People have a morbid curiosity. As I said in my Hot Springs post, death fascinates us. A corollary of death is a hostile place. We are fascinated by land completely unsupportive of life -- well, most life. Land that quite possibly could kill us if we are unprepared. People find harshness beautiful.
We are full of contradictions. We are arrogant in our species superiority, and love reigning supreme in our natural world. And yet we have an obsession with things we cannot control, cannot dominate.
Yellowstone National Park is a hostile place. An alien world. It is a gorgeous world completely foreign to our livable habitat. A land of geysers, hostile weather/climate, and an overwhelming sense of enormity. Humans do not control this place.
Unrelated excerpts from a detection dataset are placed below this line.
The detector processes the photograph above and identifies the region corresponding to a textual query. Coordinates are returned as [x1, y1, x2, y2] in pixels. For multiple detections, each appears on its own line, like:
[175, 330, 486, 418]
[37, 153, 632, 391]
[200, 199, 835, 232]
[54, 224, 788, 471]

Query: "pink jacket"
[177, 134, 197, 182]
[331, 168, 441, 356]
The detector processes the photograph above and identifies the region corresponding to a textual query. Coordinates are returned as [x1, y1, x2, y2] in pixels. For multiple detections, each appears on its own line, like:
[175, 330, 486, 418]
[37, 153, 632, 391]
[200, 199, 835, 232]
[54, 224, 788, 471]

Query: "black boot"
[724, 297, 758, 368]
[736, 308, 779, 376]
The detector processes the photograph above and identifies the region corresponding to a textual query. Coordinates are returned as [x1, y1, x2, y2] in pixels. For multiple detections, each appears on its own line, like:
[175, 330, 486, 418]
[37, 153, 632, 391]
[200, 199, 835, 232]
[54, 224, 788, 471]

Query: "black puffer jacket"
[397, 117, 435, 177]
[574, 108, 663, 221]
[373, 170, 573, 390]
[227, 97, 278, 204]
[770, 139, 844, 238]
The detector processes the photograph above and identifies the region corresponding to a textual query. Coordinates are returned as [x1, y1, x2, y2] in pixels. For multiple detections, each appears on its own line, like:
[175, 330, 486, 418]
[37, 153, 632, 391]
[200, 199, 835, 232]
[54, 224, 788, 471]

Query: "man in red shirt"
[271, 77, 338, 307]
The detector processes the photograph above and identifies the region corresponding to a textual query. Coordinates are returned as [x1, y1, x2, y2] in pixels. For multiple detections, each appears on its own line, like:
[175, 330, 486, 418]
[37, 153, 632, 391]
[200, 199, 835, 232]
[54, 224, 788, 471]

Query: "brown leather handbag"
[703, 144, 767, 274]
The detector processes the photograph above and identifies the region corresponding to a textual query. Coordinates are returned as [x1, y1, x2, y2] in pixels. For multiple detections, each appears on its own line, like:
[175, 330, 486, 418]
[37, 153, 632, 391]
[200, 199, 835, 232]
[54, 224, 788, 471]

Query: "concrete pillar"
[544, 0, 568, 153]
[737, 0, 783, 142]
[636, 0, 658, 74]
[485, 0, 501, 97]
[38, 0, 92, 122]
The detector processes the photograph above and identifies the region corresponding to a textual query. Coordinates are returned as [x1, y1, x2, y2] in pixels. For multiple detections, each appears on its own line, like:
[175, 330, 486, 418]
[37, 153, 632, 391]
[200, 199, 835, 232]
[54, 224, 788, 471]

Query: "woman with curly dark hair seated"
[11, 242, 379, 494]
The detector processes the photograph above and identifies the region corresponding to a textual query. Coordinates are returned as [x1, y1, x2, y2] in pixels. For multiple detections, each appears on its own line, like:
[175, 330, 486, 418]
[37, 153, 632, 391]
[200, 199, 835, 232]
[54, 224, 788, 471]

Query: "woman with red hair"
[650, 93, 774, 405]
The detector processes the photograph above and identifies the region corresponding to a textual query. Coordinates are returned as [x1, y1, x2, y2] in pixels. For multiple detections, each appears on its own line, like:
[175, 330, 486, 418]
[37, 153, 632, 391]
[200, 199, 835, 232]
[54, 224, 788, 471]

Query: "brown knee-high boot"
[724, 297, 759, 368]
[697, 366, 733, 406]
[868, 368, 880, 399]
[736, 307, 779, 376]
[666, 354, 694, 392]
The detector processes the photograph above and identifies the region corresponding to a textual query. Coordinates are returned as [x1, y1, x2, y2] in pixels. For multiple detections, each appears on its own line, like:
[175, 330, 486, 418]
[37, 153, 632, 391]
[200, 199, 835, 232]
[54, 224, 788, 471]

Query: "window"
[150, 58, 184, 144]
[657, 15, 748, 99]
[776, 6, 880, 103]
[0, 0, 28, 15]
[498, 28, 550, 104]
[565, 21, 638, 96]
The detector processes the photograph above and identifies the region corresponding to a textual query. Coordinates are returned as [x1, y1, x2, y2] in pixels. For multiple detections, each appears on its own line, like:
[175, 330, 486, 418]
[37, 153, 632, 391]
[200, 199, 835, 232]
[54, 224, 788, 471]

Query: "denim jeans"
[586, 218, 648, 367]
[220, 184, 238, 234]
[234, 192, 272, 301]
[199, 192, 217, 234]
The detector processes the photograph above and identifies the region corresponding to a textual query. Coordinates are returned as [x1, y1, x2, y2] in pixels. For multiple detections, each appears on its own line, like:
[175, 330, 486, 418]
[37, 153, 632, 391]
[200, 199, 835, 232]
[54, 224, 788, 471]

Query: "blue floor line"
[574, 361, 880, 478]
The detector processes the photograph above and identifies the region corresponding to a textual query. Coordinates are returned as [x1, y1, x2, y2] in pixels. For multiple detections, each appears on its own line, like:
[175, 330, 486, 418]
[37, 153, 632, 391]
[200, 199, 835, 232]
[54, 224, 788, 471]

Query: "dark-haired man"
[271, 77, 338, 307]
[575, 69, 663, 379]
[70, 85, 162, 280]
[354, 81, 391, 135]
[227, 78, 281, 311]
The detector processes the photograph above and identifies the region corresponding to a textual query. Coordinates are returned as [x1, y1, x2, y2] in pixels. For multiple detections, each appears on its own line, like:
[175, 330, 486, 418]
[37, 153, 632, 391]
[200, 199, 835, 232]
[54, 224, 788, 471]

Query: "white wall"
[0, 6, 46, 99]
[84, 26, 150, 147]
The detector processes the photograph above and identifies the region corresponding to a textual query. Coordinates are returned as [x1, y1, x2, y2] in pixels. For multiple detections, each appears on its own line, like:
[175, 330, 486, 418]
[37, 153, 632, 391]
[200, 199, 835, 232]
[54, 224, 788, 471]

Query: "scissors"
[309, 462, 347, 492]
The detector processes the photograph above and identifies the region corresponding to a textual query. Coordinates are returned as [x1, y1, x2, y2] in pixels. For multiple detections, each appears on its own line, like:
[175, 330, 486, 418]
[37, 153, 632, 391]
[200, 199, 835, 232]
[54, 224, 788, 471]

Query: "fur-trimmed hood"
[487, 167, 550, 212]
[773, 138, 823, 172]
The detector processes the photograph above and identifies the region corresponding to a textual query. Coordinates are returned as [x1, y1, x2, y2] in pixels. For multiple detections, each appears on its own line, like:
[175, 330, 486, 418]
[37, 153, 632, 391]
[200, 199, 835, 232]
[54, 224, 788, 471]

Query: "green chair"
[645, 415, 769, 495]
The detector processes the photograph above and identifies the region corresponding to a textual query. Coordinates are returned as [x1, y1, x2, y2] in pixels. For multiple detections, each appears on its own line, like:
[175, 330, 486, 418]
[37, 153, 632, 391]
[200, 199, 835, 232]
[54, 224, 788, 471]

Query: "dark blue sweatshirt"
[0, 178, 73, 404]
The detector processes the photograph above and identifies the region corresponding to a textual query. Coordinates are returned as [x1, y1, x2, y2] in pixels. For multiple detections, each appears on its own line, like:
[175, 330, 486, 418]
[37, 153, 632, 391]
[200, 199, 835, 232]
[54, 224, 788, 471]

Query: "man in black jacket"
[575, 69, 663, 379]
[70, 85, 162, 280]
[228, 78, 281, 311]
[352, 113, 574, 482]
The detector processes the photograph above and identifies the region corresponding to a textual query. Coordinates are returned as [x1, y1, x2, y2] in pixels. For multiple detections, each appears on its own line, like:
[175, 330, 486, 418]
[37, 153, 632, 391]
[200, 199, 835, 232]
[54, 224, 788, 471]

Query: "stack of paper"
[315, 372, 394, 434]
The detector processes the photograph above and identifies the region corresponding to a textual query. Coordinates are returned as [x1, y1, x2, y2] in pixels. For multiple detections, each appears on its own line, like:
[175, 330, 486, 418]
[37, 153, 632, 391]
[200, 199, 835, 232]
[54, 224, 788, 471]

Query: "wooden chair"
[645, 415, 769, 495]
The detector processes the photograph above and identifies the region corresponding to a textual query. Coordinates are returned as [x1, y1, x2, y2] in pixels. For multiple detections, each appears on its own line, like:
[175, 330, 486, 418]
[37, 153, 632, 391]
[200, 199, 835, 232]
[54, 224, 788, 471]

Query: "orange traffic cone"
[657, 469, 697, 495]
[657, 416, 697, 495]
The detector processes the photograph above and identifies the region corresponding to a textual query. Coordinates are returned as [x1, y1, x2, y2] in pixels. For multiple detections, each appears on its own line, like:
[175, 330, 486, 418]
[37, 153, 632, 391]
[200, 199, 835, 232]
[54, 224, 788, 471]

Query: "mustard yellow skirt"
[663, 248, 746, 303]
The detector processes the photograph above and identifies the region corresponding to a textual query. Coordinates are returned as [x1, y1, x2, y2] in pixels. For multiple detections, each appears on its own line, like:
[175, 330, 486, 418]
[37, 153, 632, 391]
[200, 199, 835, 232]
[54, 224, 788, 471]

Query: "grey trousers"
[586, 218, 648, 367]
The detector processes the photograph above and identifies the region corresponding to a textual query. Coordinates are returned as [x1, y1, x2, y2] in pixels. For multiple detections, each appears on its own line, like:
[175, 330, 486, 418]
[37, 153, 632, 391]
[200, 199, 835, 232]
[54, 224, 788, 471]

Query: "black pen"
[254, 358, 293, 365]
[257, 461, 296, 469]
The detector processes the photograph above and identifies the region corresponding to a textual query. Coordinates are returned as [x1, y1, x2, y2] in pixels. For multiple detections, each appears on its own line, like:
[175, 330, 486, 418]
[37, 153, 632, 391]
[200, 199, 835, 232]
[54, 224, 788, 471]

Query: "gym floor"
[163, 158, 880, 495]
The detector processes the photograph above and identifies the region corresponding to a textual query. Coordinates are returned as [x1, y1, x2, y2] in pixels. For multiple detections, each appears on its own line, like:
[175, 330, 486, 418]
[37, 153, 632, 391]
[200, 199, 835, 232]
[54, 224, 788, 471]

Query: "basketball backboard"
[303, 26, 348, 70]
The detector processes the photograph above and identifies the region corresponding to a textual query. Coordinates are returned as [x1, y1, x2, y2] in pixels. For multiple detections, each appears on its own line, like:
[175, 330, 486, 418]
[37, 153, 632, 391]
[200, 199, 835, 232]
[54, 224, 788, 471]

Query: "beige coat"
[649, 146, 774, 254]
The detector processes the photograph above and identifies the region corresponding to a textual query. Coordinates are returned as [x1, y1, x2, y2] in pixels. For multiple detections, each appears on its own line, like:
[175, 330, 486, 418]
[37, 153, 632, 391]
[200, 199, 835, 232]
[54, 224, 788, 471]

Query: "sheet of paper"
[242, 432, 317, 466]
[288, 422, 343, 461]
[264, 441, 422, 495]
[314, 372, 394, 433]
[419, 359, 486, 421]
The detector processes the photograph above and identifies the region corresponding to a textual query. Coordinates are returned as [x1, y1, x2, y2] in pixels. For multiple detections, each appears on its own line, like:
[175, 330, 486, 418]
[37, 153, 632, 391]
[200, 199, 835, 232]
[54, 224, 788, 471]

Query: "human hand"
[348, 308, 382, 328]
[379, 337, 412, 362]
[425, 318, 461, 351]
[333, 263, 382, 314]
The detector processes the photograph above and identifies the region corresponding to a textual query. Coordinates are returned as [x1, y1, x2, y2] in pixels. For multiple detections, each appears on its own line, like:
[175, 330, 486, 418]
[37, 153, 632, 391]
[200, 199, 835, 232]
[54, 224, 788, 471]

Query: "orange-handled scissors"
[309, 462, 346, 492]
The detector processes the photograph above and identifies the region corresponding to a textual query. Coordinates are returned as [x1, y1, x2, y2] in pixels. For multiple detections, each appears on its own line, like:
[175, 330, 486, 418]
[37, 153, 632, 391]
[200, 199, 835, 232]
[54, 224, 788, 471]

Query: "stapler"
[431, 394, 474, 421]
I missed Mammoth Hot Springs on my first trip to Yellowstone, but it was my first stop on my second trip. In many ways, this place is my symbol of Yellowstone. A land of unearthly colors, steam, long-dead plants, and a broad horizon.
During my tour of the area, I saw an elk sitting at the edge of the scarred land. It was not very interested in trekking across the hot earth, but I wondered if experience was the reason. The elk stared in the same way as the people standing near it. "If only I could walk out there..."
When you are at Yellowstone, you wonder if such places really exist. Is this a dream? Can our planet really be this hostile, this extraterrestrial? The vast landscape gives the surreal illusion that you are completely alone, completely lost, on a foreign planet. It is an astounding experience.
Yellowstone opens the imagination in these ways. I kept thinking about interplanetary travel, in the (distant) future. I wonder if my thoughts when seeing Yellowstone would be similar, yet magnified, when the first explorers set foot on Mars or whatever planet/moon we land on. Sure, there remain earthly characteristics about Yellowstone -- oxygen (atmosphere), water (bacteria-ridden), life (the elk). Yet, the otherworldly experience I had here had to mirror past explorers and past/current astronauts. Surely...?
The magic of Mammoth Hot Springs is in the colors. Stark whites, browns, and oranges. Underneath a blood blue sky. Scorched trees, steam gently rising, and a darkened ridge to the east. Vibrant contrasts, and monotone horizons. It's a weird, scary, beautiful place. Simple, good things. All hinting of something far greater than ourselves. We want what we cannot control.